Des nationalistes ont bloqué l'entrée de la capitale avant d'être évacués par la police, après la fermeture de l'enquête sur les officiers impliqués dans l'incident de 2020

La police affronte des activistes d'extrême-droite qui manifestent contre la mort d'Ahuvia Sandak à Jérusalem, le 11 décembre 2021. (Crédit : Yonatan Sindel/Flash90)
La police affronte des activistes d'extrême-droite qui manifestent contre la mort d'Ahuvia Sandak à Jérusalem, le 11 décembre 2021. (Crédit : Yonatan Sindel/Flash90)

Des dizaines de militants nationalistes ont bloqué l’entrée de Jérusalem samedi soir, protestant contre la fermeture de l’enquête sur les policiers impliqués dans la course-poursuite qui a entraîné la mort d’un adolescent il y a plus d’un an.

La police a déclaré que sept personnes – qui réclamaient justice pour la mort d’Ahuvia Sandak en 2020, un résident d’implantation – avaient été arrêtées pour suspicion de trouble à l’ordre public.

Après avoir dispersé les manifestants, les agents ont pu rouvrir la route, a indiqué la police.

Les dernières manifestations remontent au moment où Sandak, alors âgé de 16 ans, a été tué dans un accident alors qu’il fuyait la police en décembre 2020, après avoir jeté des pierres sur des Palestiniens. Comme très souvent, les manifestations ont dégénéré en violence et en arrestations.

Des militants de droite ont accusé la police d’être responsable de sa mort, affirmant qu’ils avaient causé l’accident de voiture pendant la poursuite.

Le procureur général Avichai Mandelblit lors d’un événement au Dan Hotel de Jérusalem, le 6 février 2020. (Crédit : Olivier Fitoussi/Flash90)

Le mois dernier, le procureur général de l’époque, Avichai Mandelblit, a clos l’enquête sur les officiers, ne trouvant aucune preuve d’acte criminel.

Les parents de Sandak ont critiqué cette décision, la qualifiant de « coup de poignard dans le cœur ».

L’avocat de la famille a allégué que le chef du Département des enquêtes internes de la police – un organe du ministère de la Justice qui enquête sur les allégations d’actes répréhensibles de la police – est intervenu dans l’enquête, pour libérer les policiers « accusés », leur permettant ainsi de « coordonner leur version de histoire ».

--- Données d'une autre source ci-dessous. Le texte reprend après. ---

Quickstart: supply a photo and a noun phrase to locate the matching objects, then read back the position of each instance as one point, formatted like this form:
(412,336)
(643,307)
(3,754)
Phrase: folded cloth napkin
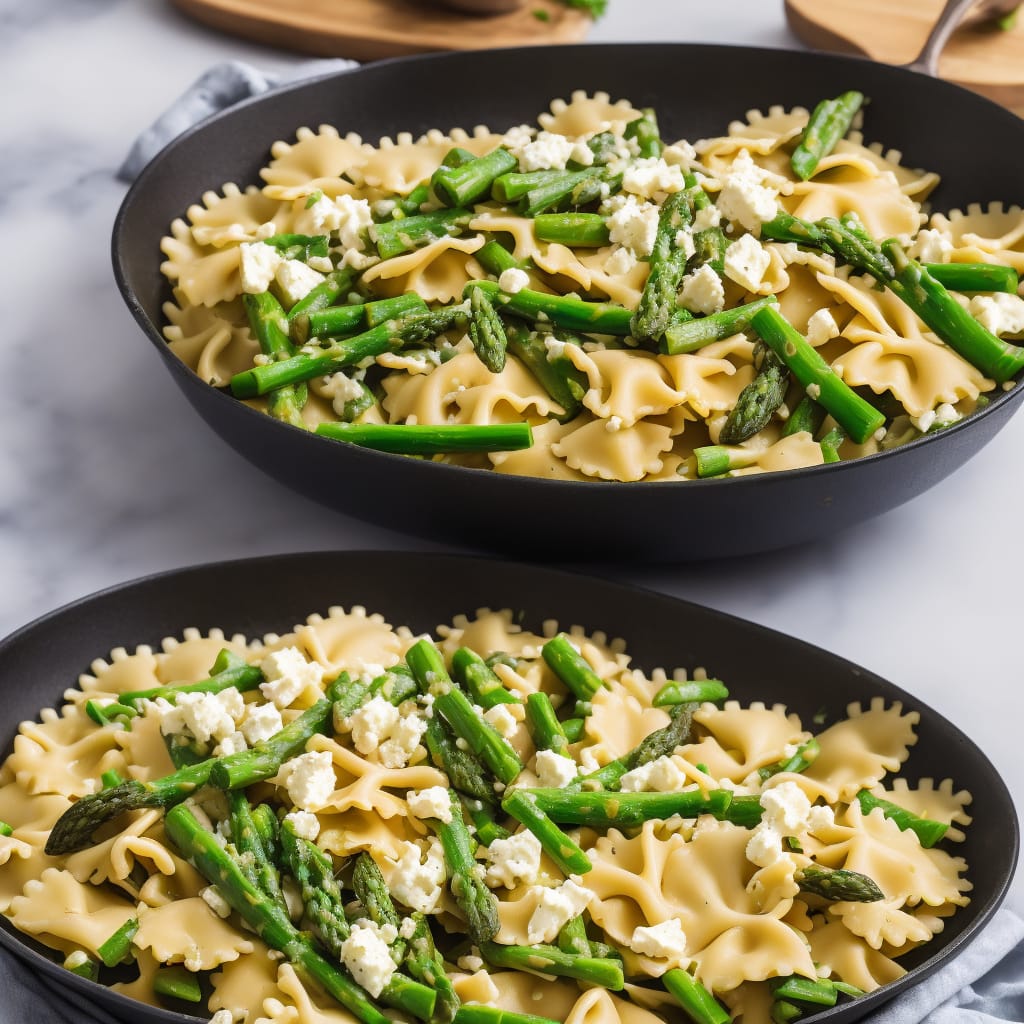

Une déclaration du bureau de Mandelblit affirmait que les preuves dans l’affaire montraient que la poursuite du véhicule transportant Sandak, un résident de Bat Ayin, ainsi que quatre autres jeunes, était tout à fait justifiée et qu’il n’y avait aucune raison d’accuser les policiers d’avoir intentionnellement percuté le véhicule.

Le communiqué ajoute qu’il n’a pas été possible de déterminer clairement quelle voiture a fait une embardée, ce qui a conduit à l’accident dans lequel la voiture transportant Sandak s’est retournée.

Un reportage télévisé du mois dernier a déclaré que Mandelblit était susceptible de décider de porter plainte contre les quatre autres, bien qu’une telle annonce n’ait pas été faite avant la fin de son mandat, fin janvier.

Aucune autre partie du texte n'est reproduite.